Photo by Mia De Los Reyes

“Sudden Organ,” released the undertones of experimental rock in Yo La Tengo’s discography. As Kaplan moved his hands swiftly across the Ace Tone organ, bobbing heads followed Hubley’s drumming tempo. Embracing the eccentric duality of the band, swaying movements filled the crowd. The pattern of Yo La Tengo’s smooth transition into their diverse genre experimentation continued through the night. 

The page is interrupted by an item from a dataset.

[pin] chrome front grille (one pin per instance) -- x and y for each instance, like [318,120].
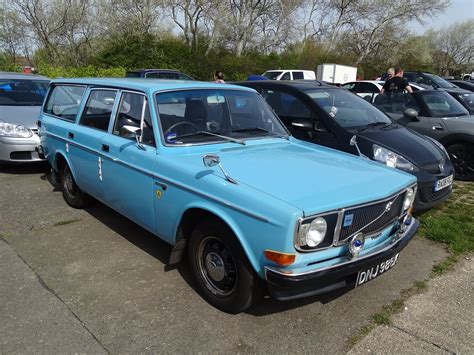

Hubley’s voice, akin to the comforting whisper of an old friend, echoed throughout each heart in the theater. Mastering the craft of making covers sound like originals, a mellowed version of 70s soul icon George McCrae’s “You Can Have It All,” poured over the audience. Harmonies between McNew and Kaplan backed Humbly’s steady soothing voice. 

Photo by Mia De Los Reyes

Gentle hums and a quiet sing-along began as the show ended with a fan favorite. Originally sung by 60s pop vocalist, Anita Bryant, Yo La Tengo’s cover of “My Little Corner Of The World,” resides as a staple song for the band.  

Capturing a range of emotions and environments in their music, Yo La Tengo transforms the complexity of one’s life circumstances into a delicate creation. The band continues to grow in their authentic direction, never losing the grasp of maintaining their sweet yet somber distinguishable sound.